Далее Гесс внес старое предложение, чтобы Великобритания дала Германии свободу действия в Европе, и Германия даст Британии свободу действия в Империи — кроме бывших германских колоний, в которых она нуждалась как в источнике сырья. Киркпатрик тогда спросил, считают ли они Россию Европой или Азией. «Азией», — услышал он в ответ. В таком случае, продолжил Киркпатрик, не следует ли из этого, что раз Германия просит свободы действия в Европе, на Россию она претендовать не станет. Ответ Гесса не заставил себя долго ждать: у Германии есть определенные претензии и к России, которые можно удовлетворить путем переговоров или военными действиями; однако нет основания для слухов, что Гитлер планирует в скором времени начать наступление на Россию. Киркпатрик спросил у него насчет притязаний Италии; Гесс отмахнулся от них, сказав, что они не будут чрезмерными.

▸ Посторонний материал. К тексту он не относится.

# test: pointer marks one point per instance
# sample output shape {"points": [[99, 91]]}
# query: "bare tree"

Собеседование к этому времени длилось уже два с половиной часа; Киркпатрик толкнул Гамильтона и сам поднялся. В своем отчете он сообщил, что позволил себе оставить без внимания самые дикие высказывания Гесса, "так как понимал, что спор не принес бы никаких плодов, а мы бы вдобавок остались без завтрака". В дверях Гесс нанес прощальный удар: он забыл подчеркнуть, что его предложение останется в силе только в том случае, если его можно будет обсудить с новым, а не с нынешним британским правительством. Черчилль, запланировавший войну, и поддержавшие его коллеги — не те люди, с кем фюрер согласится сесть за стол переговоров.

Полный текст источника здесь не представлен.